The community’s name means “the place where we hunt snowy owls”. But out on the jumbled sea ice that stretches from town to the horizon, local residents are focused on bowhead whales. Culturally and nutritionally, bowheads are the most important subsistence food species for native residents in this isolated settlement, accessible only by air or by sea during the short summer months when the water is open. Food that is not harvested locally is flown in. A gallon of milk at the AC, the largest grocery store in town, costs $10.

A short walk away from the AC, Isabel Kanayurak, a local elder, sits at a desk on the second floor of the blue-painted Barrow Volunteer Search and Rescue building. This is the community’s shore-based hub for whaling. Ms Kanayurak’s father was a whaling captain. Now her son is. She has been involved with whaling all her life. A wide window in front of the desk gave her a long view north across the sea ice. Volunteers like Ms Kanayurak monitor the VHF radio 24 hours a day during whaling season. Over channel 72, these volunteers communicate with whaling camps far out on the ice. They share landing reports, give safety warnings and co-ordinate supply deliveries. Villagers across town tune in as well. Everyone is waiting for the joyous yells that signal a successful hunt.

Bowhead are beamy black whales, the size of a school bus and a half at most, with a characteristic downturned jaw. These animals live exclusively in the cold waters of the far north, filtering minute krill out of the water for food and using their massive skulls to blast through sea ice up to two feet thick in order to create breathing holes.

In the season so far, the crews have landed eight whales and struck and lost ten. International Whaling Commission regulations grant the community a combined quota of 25. “It’s going pretty good,” Ms Kanayurak said of the season. “But you have to watch how the weather is and how the ice is going,” she said.

As they have done for thousands of years, hunters paddle umiaks, whale boats made from the skin of bearded seals stretched over wooden frames. Wearing white parkas and remaining quiet in the boats, hunters hope to blend in with the ice. Once a crew has struck a whale, other crews pitch in to help land the animal, using motorised aluminium skiffs and block and tackle.

Whale meat is eaten boiled, fermented, fried and frozen. Ms Kanayurak has no preference. “Everybody likes the spring ones,” she says of the whales. After a long winter when the sun doesn’t rise above the horizon for more than two months, villagers cherish fresh meat.

For time immemorial, successful crews have earned respect from their community. And as has been done for centuries, hunters share out whale meat, with careful attention to elders, like Ms Kanayurak, who cannot harvest their own. In the summer, villagers celebrate a successful hunt with a communal feast.

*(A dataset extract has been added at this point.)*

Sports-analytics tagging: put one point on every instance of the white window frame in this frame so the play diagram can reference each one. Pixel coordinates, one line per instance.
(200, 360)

Recent surveys show that bowhead populations are doing well, probably because warming temperatures in the Arctic are increasing the availability of food. But with continued rapid changes to the climate and oceans, the future for these whales—and the Inupiaq traditions surrounding them—is uncertain.

A pair of bowhead rib bones form an arch at the edge of the beach three blocks away from the Search and Rescue building. By 9pm, as the sun is finally dropping towards the horizon, the arch casts a long shadow across the snow. Far out on the ice and in the indigo waters of the Arctic Ocean, the whaling crews of Utqiagvik are still working.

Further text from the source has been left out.